Ifnar2-flox Mouse

Ifnar2, also known as interferon alpha and beta receptor subunit 2, is a crucial component of the type I interferon receptor (IFNAR), which is formed along with Ifnar1. Type I interferons interact with IFNAR to amplify and propagate the antiviral response, playing central roles in regulating immune responses [1,2,4]. The receptor is involved in various biological processes such as antiviral immunity, anti-proliferative, anti-angiogenic, and immunomodulatory activities [1]. Genetic models, like knockout mice, have been valuable in studying its function.

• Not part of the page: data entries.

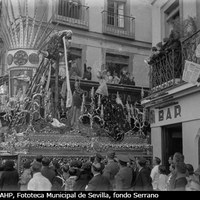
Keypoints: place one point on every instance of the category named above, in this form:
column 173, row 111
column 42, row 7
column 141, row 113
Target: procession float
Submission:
column 55, row 114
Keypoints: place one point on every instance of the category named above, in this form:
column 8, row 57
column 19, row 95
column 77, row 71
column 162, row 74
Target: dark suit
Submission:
column 123, row 179
column 99, row 183
column 143, row 181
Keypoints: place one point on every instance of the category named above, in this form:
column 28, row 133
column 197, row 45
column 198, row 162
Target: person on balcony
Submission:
column 116, row 79
column 109, row 77
column 124, row 79
column 87, row 73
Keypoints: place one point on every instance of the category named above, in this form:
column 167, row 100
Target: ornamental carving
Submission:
column 33, row 58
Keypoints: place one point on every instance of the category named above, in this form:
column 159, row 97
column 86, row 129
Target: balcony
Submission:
column 118, row 25
column 72, row 14
column 166, row 69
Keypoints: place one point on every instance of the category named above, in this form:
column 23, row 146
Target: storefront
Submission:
column 175, row 123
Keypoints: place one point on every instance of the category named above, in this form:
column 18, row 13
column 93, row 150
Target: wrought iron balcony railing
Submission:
column 166, row 70
column 189, row 46
column 72, row 14
column 118, row 25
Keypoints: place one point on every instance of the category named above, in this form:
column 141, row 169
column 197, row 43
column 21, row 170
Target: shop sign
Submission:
column 169, row 113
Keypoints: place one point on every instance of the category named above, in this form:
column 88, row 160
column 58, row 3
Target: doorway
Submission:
column 172, row 141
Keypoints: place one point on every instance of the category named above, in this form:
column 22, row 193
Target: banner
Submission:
column 191, row 72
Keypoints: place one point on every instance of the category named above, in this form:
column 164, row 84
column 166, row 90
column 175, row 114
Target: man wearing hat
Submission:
column 133, row 166
column 123, row 178
column 98, row 182
column 98, row 158
column 143, row 181
column 111, row 169
column 38, row 181
column 87, row 73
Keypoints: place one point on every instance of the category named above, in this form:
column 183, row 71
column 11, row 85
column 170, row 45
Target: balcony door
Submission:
column 172, row 141
column 116, row 12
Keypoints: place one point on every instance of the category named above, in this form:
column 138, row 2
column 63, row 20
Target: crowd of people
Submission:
column 99, row 173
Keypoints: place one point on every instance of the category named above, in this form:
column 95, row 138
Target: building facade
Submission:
column 173, row 101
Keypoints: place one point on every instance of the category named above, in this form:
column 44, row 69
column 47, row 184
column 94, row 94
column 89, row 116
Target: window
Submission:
column 69, row 8
column 116, row 63
column 116, row 12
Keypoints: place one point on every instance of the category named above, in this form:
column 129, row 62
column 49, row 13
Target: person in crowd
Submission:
column 109, row 77
column 76, row 107
column 103, row 88
column 87, row 73
column 132, row 164
column 170, row 175
column 98, row 182
column 191, row 178
column 177, row 158
column 111, row 169
column 155, row 172
column 98, row 158
column 197, row 174
column 65, row 171
column 162, row 179
column 124, row 79
column 47, row 171
column 143, row 181
column 26, row 175
column 123, row 178
column 57, row 183
column 116, row 79
column 9, row 178
column 74, row 71
column 76, row 164
column 39, row 158
column 69, row 183
column 149, row 165
column 180, row 181
column 84, row 177
column 193, row 186
column 38, row 182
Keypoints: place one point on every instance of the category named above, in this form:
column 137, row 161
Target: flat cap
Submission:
column 111, row 154
column 99, row 156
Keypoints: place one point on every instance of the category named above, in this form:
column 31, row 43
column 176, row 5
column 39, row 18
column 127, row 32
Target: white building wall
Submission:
column 156, row 141
column 141, row 10
column 190, row 131
column 189, row 8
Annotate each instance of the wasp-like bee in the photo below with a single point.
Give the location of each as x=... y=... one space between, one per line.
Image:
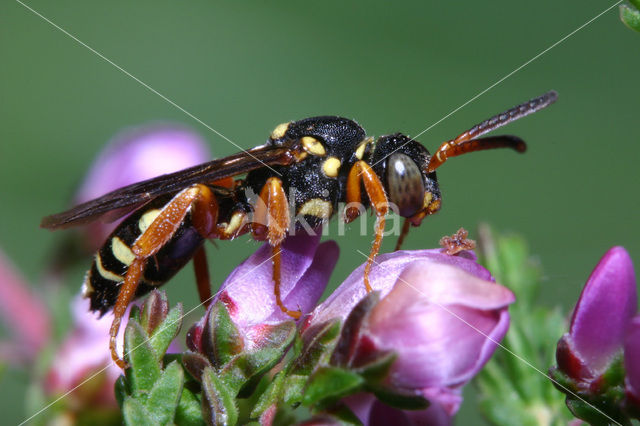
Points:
x=321 y=162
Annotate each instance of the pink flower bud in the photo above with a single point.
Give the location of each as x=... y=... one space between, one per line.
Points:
x=606 y=305
x=248 y=291
x=632 y=361
x=84 y=356
x=442 y=315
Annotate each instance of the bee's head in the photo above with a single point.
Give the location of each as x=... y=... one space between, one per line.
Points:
x=402 y=165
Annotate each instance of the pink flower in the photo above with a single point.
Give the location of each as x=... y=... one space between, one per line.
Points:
x=84 y=356
x=26 y=316
x=600 y=319
x=442 y=315
x=632 y=361
x=248 y=294
x=135 y=155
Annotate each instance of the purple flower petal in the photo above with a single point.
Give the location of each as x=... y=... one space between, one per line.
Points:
x=305 y=270
x=443 y=322
x=632 y=358
x=141 y=153
x=134 y=155
x=606 y=305
x=384 y=275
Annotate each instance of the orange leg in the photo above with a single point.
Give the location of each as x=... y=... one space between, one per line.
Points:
x=403 y=234
x=379 y=203
x=125 y=296
x=202 y=276
x=271 y=221
x=151 y=241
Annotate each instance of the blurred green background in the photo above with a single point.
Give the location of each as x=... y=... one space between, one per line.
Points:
x=244 y=67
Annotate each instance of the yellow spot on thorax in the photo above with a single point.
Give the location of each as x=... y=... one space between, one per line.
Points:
x=147 y=219
x=237 y=219
x=331 y=166
x=313 y=146
x=280 y=130
x=316 y=207
x=121 y=251
x=361 y=148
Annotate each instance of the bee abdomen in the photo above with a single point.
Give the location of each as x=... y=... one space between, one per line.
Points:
x=103 y=281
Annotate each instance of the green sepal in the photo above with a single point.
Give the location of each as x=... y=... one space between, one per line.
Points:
x=121 y=389
x=244 y=371
x=194 y=364
x=294 y=389
x=630 y=16
x=507 y=386
x=221 y=340
x=218 y=404
x=189 y=411
x=316 y=346
x=154 y=310
x=399 y=399
x=329 y=384
x=339 y=415
x=136 y=414
x=166 y=331
x=164 y=397
x=144 y=367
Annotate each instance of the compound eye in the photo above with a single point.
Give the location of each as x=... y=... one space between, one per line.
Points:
x=406 y=187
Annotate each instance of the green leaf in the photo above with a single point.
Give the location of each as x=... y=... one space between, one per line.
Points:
x=189 y=411
x=165 y=394
x=317 y=344
x=244 y=371
x=510 y=388
x=194 y=363
x=218 y=403
x=270 y=396
x=144 y=368
x=135 y=414
x=377 y=370
x=166 y=331
x=401 y=400
x=343 y=353
x=630 y=17
x=329 y=384
x=221 y=340
x=294 y=388
x=154 y=310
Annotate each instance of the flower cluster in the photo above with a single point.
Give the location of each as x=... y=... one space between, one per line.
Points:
x=598 y=359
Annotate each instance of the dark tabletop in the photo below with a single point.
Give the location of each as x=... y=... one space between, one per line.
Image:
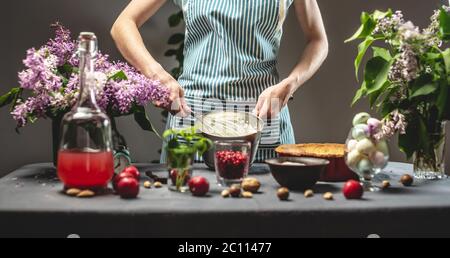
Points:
x=31 y=204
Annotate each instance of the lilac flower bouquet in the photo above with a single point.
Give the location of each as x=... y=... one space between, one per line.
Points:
x=49 y=85
x=407 y=79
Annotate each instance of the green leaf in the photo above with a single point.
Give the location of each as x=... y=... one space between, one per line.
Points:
x=446 y=56
x=175 y=19
x=367 y=26
x=119 y=76
x=443 y=101
x=376 y=74
x=171 y=52
x=373 y=98
x=359 y=94
x=140 y=116
x=444 y=24
x=9 y=97
x=362 y=49
x=382 y=52
x=425 y=90
x=176 y=39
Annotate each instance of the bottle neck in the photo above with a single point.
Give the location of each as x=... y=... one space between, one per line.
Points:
x=87 y=98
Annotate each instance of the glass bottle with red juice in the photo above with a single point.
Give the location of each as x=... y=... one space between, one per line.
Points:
x=85 y=158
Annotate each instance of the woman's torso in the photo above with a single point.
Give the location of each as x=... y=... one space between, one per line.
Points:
x=231 y=47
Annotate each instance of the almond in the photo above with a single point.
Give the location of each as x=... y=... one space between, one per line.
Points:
x=73 y=192
x=86 y=194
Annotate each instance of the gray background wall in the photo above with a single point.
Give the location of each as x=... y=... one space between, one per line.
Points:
x=320 y=111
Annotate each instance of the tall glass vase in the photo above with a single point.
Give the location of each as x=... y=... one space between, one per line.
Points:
x=180 y=170
x=430 y=163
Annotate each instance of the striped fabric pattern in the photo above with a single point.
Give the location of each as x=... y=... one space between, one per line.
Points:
x=231 y=50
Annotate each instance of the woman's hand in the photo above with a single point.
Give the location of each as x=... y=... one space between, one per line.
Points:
x=273 y=99
x=178 y=104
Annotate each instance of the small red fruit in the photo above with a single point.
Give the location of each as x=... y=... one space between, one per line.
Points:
x=174 y=174
x=132 y=170
x=199 y=186
x=119 y=177
x=353 y=190
x=128 y=188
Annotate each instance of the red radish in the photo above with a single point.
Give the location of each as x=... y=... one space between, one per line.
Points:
x=199 y=186
x=174 y=174
x=128 y=188
x=353 y=190
x=133 y=171
x=119 y=177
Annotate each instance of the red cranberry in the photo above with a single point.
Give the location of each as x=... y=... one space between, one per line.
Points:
x=353 y=190
x=128 y=188
x=132 y=170
x=119 y=177
x=232 y=164
x=199 y=186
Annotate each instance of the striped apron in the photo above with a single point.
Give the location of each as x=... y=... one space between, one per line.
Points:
x=231 y=50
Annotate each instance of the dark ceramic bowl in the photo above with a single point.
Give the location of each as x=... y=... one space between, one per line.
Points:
x=297 y=173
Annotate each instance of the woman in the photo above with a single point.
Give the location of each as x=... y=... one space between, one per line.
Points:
x=231 y=47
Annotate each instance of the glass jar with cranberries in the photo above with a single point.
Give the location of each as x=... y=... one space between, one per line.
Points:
x=232 y=161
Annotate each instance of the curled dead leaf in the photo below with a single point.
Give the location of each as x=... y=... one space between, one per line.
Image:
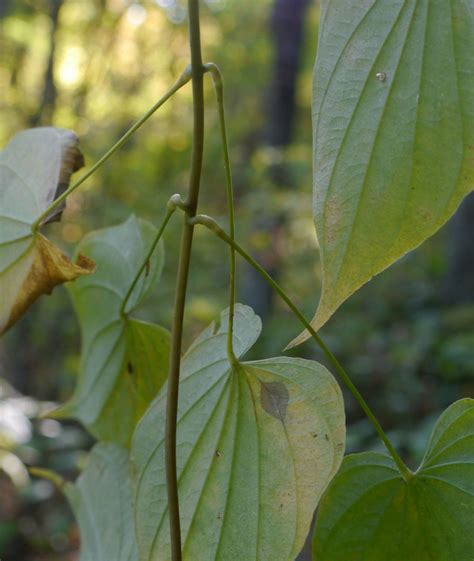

In Ifnar2 knockout mice, the role of Ifnar2 in anti-influenza immunity was clearly demonstrated. Ifnar2 -/- mice displayed increased and accelerated morbidity and mortality compared to wild-type mice during influenza A virus (IAV) infection, indicating its critical role in antiviral immunity. Moreover, unlike Ifnar1 -/- mice, Ifnar2 -/- mice were not susceptible to bacterial superinfections (BSI) induced on day 3 post-IAV, despite increased viral burden and an inflammatory environment. However, similar to Ifnar1 -/- mice, they were less susceptible than wild-type mice to BSI induced on day 7 post-IAV [5]. In a mouse model of type 1 diabetes (T1D), knockdown of Ifnar2 reduced the inflammatory response and improved islet function, as IFNAR2 protein and mRNA expression were significantly higher in T1D mice compared to controls, and knockdown reversed the trends in various markers related to inflammation and islet function [3].

In conclusion, Ifnar2 is essential for antiviral immunity, as shown by knockout mouse models in influenza infection. It also plays a role in regulating the inflammatory response in diseases like type 1 diabetes. These model-based studies have provided insights into the functions of Ifnar2 in specific disease conditions, highlighting its significance in immune-related biological processes.